Making of: Hegel in Stuttgart-Vaihingen. Ein Hörstück für SWR2.
„Ich bin 6 1/2 Jahre alt und gehe seit 1 ½ Jahr mit Karl in die Schule. Der Karl ist in Tertia und Immanuel ist in Unterquarta. Ich lerne die lateinischen Deklinationen und Karl die Konjugationen.“
Seine Kinder erzählten in ihren Briefen Anfang des 19. Jahrhunderts davon, wie sie zu nützlichen Staatsbürgern erzogen wurden.

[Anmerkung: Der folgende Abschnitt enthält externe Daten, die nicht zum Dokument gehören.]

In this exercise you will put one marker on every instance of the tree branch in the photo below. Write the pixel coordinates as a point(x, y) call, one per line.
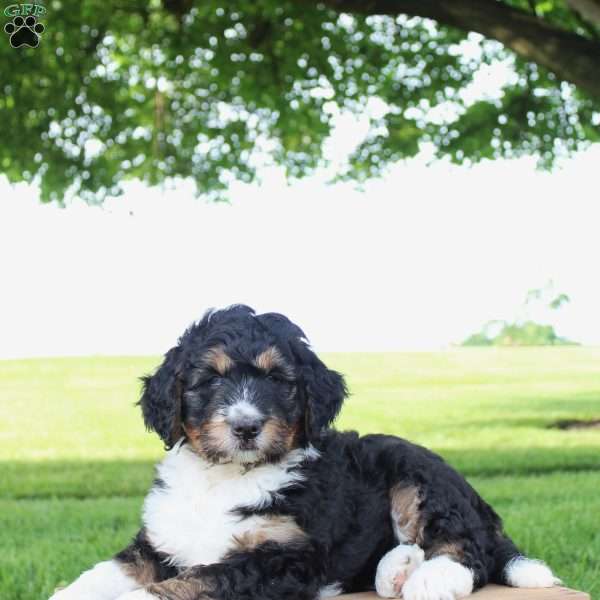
point(570, 56)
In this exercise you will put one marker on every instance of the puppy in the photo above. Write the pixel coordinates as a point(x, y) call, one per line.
point(258, 499)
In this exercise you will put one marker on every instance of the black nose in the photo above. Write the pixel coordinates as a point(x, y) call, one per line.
point(246, 430)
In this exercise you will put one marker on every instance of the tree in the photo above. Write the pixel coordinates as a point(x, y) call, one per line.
point(524, 330)
point(158, 90)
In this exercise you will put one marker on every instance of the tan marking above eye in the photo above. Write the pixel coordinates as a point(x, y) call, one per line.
point(218, 360)
point(271, 359)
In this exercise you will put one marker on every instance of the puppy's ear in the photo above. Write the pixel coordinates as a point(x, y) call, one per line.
point(325, 391)
point(161, 399)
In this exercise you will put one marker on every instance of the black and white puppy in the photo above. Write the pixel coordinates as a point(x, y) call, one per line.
point(258, 499)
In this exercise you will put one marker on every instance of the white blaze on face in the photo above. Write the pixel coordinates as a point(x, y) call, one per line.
point(242, 409)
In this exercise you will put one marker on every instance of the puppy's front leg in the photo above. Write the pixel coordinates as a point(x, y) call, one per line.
point(271, 571)
point(130, 569)
point(106, 581)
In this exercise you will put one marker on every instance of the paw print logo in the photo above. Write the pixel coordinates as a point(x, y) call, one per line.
point(24, 32)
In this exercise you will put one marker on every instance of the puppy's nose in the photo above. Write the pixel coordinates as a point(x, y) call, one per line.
point(246, 429)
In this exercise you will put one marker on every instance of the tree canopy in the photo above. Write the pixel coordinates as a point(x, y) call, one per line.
point(155, 90)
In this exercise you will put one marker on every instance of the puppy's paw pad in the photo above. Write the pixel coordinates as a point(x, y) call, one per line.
point(439, 579)
point(394, 569)
point(530, 573)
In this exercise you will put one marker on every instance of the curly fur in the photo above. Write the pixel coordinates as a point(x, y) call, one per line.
point(258, 498)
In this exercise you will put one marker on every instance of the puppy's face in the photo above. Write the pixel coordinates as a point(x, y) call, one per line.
point(242, 387)
point(243, 409)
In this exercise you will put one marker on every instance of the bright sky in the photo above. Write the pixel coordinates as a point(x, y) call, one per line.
point(418, 260)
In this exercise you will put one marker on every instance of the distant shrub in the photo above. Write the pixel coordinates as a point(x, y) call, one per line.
point(528, 333)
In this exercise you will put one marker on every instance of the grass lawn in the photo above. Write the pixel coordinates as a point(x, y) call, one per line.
point(75, 460)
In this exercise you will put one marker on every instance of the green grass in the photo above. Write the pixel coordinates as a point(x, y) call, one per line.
point(75, 460)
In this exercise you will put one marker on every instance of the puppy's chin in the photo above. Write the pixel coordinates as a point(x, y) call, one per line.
point(247, 457)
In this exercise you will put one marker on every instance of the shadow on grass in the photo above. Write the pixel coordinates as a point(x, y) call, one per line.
point(129, 478)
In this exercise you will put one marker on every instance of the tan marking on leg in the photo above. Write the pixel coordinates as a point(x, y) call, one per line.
point(143, 571)
point(179, 588)
point(406, 515)
point(453, 550)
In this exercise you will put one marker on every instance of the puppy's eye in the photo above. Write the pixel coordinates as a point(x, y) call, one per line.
point(276, 377)
point(212, 380)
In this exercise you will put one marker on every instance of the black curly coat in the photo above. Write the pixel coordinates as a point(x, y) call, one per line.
point(344, 503)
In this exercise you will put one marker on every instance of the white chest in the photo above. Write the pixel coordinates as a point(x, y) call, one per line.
point(191, 519)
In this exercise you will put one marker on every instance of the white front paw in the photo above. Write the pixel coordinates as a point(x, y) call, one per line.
point(395, 568)
point(439, 578)
point(70, 594)
point(140, 594)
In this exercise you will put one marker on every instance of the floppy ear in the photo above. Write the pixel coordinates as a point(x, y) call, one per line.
point(161, 399)
point(325, 391)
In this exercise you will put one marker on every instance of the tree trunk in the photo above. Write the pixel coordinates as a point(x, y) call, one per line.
point(570, 56)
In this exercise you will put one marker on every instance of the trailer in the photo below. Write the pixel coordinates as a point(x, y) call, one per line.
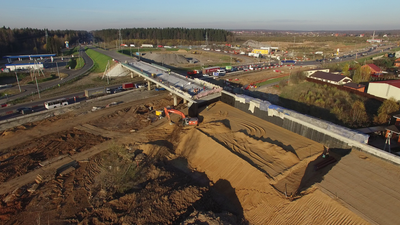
point(210, 70)
point(147, 46)
point(288, 61)
point(128, 85)
point(95, 92)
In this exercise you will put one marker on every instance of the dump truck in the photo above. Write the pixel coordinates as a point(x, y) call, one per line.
point(95, 92)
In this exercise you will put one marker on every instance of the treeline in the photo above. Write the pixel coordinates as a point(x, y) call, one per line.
point(329, 103)
point(161, 35)
point(33, 41)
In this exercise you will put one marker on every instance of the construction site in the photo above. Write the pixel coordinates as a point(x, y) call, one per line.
point(124, 163)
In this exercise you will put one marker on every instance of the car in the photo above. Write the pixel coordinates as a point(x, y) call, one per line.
point(25, 110)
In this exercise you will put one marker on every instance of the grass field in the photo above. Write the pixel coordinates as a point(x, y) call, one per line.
point(100, 61)
point(52, 77)
point(79, 63)
point(273, 80)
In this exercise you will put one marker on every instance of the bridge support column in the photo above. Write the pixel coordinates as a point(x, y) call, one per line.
point(175, 100)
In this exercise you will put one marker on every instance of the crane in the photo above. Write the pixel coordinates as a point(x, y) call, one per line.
point(185, 120)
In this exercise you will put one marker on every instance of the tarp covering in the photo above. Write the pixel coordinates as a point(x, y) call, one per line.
point(274, 110)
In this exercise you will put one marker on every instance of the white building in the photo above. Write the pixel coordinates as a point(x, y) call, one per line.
point(24, 66)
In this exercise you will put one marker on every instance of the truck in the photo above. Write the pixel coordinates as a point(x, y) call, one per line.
point(288, 61)
point(210, 70)
point(95, 92)
point(193, 72)
point(128, 86)
point(147, 46)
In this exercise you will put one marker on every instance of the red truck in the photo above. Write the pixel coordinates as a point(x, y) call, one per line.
point(193, 72)
point(210, 70)
point(128, 85)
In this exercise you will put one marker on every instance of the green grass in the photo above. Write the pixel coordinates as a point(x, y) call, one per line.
point(270, 81)
point(52, 77)
point(79, 63)
point(71, 51)
point(100, 60)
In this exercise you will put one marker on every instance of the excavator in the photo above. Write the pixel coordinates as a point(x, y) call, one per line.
point(185, 120)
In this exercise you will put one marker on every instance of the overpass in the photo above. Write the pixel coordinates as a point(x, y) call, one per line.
point(192, 91)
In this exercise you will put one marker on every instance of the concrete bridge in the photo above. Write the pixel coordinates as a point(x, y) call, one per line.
point(192, 91)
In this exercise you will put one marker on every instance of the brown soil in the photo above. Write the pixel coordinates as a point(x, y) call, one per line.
point(233, 168)
point(26, 156)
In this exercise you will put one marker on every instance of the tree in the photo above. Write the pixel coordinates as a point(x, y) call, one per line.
point(361, 74)
point(358, 114)
point(388, 106)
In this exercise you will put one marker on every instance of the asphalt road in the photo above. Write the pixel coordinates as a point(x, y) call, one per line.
point(31, 88)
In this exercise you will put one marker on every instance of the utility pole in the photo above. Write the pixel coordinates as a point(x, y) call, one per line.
point(18, 81)
point(120, 38)
point(46, 36)
point(206, 39)
point(58, 72)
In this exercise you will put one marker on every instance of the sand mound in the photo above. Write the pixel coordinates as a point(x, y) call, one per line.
point(167, 58)
point(260, 202)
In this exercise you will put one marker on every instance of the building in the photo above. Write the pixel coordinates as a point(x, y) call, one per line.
point(375, 70)
point(355, 86)
point(263, 51)
point(397, 62)
point(24, 66)
point(385, 89)
point(336, 79)
point(308, 73)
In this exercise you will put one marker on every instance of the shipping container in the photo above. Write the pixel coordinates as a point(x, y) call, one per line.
point(94, 92)
point(128, 85)
point(210, 70)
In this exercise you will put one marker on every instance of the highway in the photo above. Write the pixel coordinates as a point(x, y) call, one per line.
point(31, 88)
point(174, 78)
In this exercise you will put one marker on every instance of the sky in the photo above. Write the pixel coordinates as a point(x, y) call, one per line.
point(306, 15)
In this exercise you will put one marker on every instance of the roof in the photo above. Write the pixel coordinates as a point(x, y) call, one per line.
point(395, 83)
point(354, 85)
point(374, 67)
point(394, 129)
point(28, 56)
point(329, 76)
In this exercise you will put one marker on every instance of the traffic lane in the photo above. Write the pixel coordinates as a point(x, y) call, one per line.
point(176, 80)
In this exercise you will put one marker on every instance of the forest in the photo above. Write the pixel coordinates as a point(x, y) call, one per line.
point(33, 41)
point(164, 36)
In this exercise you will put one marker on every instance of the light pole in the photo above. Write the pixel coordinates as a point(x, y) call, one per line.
point(58, 72)
point(18, 81)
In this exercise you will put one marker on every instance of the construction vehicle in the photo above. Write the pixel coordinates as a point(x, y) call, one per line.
point(185, 120)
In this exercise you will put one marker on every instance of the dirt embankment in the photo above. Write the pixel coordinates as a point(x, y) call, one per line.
point(233, 168)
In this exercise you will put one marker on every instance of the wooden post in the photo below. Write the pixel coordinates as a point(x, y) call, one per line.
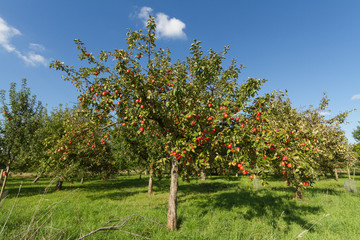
point(172, 210)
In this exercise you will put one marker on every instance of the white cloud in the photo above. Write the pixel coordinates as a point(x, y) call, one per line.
point(324, 113)
point(36, 47)
point(31, 58)
point(166, 27)
point(355, 97)
point(145, 12)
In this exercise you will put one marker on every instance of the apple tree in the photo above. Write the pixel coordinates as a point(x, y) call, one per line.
point(189, 103)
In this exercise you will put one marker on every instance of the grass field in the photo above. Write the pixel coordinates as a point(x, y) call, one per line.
point(219, 208)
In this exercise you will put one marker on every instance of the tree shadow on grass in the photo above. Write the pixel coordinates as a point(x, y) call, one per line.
point(29, 189)
point(311, 190)
point(253, 204)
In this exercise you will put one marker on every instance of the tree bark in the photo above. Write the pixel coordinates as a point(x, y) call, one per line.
point(4, 182)
point(59, 184)
point(172, 215)
point(202, 175)
point(150, 185)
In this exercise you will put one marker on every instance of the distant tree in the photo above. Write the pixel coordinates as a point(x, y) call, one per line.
point(22, 116)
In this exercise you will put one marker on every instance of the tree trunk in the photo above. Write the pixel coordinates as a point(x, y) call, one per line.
point(349, 175)
point(150, 185)
point(2, 170)
point(36, 179)
point(298, 194)
point(202, 175)
point(59, 184)
point(336, 174)
point(4, 182)
point(171, 215)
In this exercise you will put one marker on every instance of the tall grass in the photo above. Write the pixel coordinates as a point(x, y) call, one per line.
point(219, 208)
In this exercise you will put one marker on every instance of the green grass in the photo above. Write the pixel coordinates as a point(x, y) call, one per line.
point(219, 208)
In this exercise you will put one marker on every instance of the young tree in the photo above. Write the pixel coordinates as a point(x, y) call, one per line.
point(22, 116)
point(192, 104)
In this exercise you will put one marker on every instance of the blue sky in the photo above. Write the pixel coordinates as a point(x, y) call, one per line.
point(306, 47)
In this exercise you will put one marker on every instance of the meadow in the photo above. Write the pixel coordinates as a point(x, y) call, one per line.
point(219, 208)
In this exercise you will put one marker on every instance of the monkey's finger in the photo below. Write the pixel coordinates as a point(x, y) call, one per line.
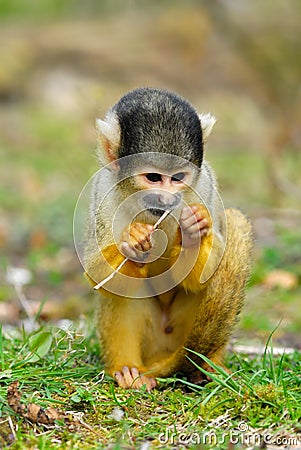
point(186, 213)
point(127, 377)
point(140, 239)
point(198, 226)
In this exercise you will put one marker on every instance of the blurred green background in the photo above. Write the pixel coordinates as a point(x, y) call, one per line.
point(65, 63)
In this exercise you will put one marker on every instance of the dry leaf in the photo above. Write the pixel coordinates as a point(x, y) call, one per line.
point(32, 411)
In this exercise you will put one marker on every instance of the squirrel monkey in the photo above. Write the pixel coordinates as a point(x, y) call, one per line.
point(181, 287)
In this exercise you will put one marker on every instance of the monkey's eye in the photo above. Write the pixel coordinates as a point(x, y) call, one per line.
point(153, 177)
point(178, 176)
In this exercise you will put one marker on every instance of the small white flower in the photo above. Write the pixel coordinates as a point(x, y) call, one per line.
point(18, 276)
point(117, 414)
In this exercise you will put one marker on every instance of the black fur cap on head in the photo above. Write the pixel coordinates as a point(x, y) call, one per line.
point(156, 120)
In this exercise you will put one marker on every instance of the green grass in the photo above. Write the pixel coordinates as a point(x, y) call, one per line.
point(259, 400)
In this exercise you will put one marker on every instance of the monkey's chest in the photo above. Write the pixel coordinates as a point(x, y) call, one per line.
point(171, 321)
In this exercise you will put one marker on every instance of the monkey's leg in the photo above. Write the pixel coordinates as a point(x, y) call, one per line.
point(222, 299)
point(121, 327)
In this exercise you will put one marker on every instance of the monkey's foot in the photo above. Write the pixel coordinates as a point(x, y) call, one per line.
point(132, 379)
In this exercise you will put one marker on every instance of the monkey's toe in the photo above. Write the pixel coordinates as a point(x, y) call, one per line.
point(132, 379)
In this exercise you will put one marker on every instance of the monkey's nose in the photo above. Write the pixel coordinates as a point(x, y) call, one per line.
point(171, 201)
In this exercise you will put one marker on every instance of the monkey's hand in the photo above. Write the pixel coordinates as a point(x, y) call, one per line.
point(136, 241)
point(195, 224)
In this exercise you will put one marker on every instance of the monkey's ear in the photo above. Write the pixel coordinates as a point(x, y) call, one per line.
point(108, 134)
point(207, 123)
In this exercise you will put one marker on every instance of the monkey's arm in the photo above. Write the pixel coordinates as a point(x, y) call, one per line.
point(103, 263)
point(198, 248)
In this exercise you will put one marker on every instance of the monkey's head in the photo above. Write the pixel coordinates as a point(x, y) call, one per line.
point(155, 140)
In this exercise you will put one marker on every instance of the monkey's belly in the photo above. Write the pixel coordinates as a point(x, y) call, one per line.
point(167, 327)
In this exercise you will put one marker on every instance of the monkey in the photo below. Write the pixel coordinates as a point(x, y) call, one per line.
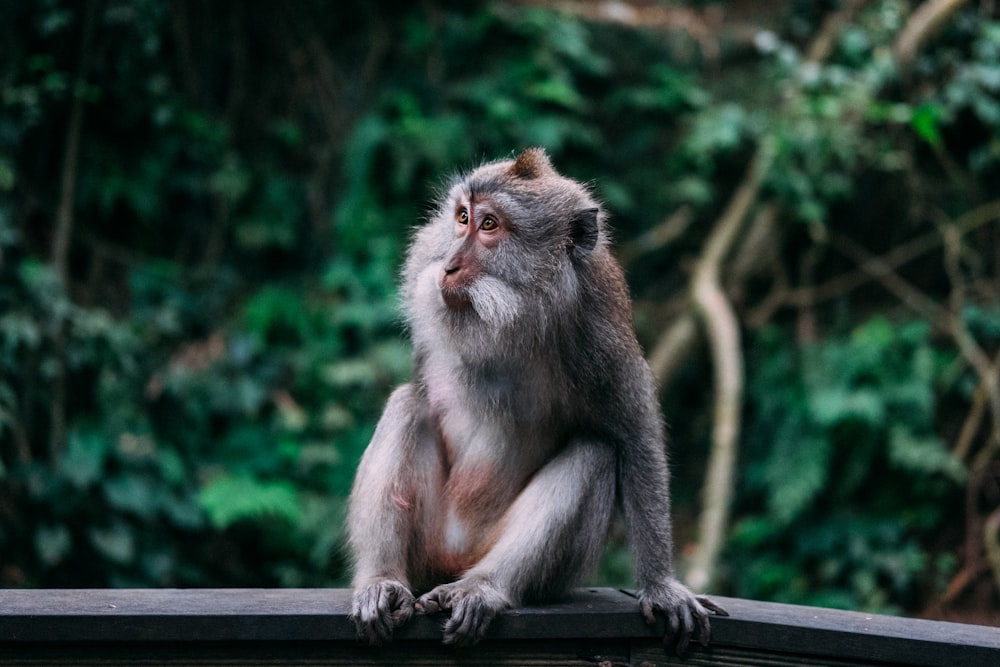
point(492, 476)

Kein Wunder, war doch ihr Vater, der in Stuttgart geborene Philosoph G.W.F. Hegel, ein Bildungsexperte par excellence. Noch heute tragen vorzugsweise Gymnasien (wie das in Stuttgart-Vaihingen) den Namen des „edlen, großen Geistes“, den konservative Philologen noch heute gern zitieren: "Ein Staatsinstitut hat bei seinen Schülern die Zucht nicht erst zu bewirken, sondern vorauszusetzen."
Berentzen rekonstruiert den Philosophen Hegel als Vater und Erzieher und fragt bei den SchülerInnen des Stuttgarter hegel-Gymnasiums nach, was ihnen das „intelektuelle Brümmeln des Meisters“ (Heine) heute noch bedeutet.